The main character is a 39 and a half year old guy, who kind of played his life away, woke up half a year before his fortieth birthday and embarked on a mission to get his family and carrier back in place. He does succeed in the end, kind of, I mean things change so quickly and dramatically that they swing between wealth and poverty, rich family life and an empty holiday table. One thing that very much made itself apparent this time round I got to watch it, were the ups and downs in life. Each time something bad happened, all I would do was laugh at the incredulity of the situation, sit back and wait. Something good would happen soon. The moment some good news came for a short visit and their lives seemed to be on track, an event of catastrophic proportions would take place wiping everything they had worked for till then with no trace of the pre-existing wealth and success.

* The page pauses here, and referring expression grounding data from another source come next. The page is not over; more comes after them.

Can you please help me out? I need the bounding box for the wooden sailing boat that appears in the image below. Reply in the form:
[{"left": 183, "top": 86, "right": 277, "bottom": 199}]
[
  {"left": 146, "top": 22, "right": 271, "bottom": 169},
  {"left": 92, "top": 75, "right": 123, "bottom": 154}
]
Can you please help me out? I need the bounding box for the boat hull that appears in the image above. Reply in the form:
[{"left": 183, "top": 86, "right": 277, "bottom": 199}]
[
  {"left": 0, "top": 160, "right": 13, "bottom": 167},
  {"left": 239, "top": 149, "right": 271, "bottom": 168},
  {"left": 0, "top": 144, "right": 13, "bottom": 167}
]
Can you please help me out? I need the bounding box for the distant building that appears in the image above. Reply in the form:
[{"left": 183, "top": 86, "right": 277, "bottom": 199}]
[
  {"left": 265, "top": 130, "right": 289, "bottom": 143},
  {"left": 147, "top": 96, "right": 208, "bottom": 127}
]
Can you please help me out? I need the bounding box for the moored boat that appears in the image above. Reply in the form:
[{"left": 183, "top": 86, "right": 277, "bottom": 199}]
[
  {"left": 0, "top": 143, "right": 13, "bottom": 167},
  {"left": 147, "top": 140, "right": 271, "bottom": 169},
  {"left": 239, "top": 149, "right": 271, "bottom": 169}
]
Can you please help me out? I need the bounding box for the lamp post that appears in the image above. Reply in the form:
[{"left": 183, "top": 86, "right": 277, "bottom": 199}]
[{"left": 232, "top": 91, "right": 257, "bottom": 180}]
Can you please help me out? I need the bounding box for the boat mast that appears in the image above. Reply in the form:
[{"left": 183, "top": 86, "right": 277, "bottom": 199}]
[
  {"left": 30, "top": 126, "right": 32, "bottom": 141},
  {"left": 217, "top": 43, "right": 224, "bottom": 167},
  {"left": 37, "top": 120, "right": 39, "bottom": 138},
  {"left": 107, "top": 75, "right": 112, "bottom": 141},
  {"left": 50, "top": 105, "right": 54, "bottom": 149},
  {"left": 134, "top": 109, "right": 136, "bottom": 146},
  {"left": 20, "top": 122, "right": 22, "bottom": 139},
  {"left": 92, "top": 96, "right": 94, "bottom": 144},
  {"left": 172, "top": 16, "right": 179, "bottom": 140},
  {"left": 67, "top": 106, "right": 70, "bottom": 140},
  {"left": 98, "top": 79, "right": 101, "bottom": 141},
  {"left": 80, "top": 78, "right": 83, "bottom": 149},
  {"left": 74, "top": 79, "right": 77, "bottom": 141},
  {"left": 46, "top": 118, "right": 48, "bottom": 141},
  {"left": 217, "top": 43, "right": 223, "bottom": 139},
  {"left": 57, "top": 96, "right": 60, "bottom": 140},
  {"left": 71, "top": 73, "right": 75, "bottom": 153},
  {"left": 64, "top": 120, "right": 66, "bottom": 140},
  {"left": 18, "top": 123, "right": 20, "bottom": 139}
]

Sounds like life, no? Because, G-d forbid, we should be too happy. Life has to make sure that we have this constant bittersweet taste in our mouths, confusing us as to whether we should swallow it or spit it out; always blurry about the future and causing us to be afraid of dreaming bigger than basic life necessities because our hearts are weary of disappointments. We normally receive things that are a half of things; a glimpse, a whiff, a trailer of what is available out there. Just enough to tease our taste-buds, but not enough to satisfy us. We become accustomed to being brought down to our knees, somehow being more willing to believe in the bad than in its, oxymoronic in this context, nemesis. When we reach exactly that point of contemplating getting used to the situation and dare not hope for anything better, life pulls us up on a high mountain presenting a perspective; one that is partial yet delivering; both a revealing and a concealing feeling of vulnerability and hope.

Nothing is sure in this world. Our youthful assurance of owning it changes into the one of simple gratitude that, at least sometimes, we are not standing alone on the battlefield. Sometimes we are blessed enough to have someone see us through parts of it.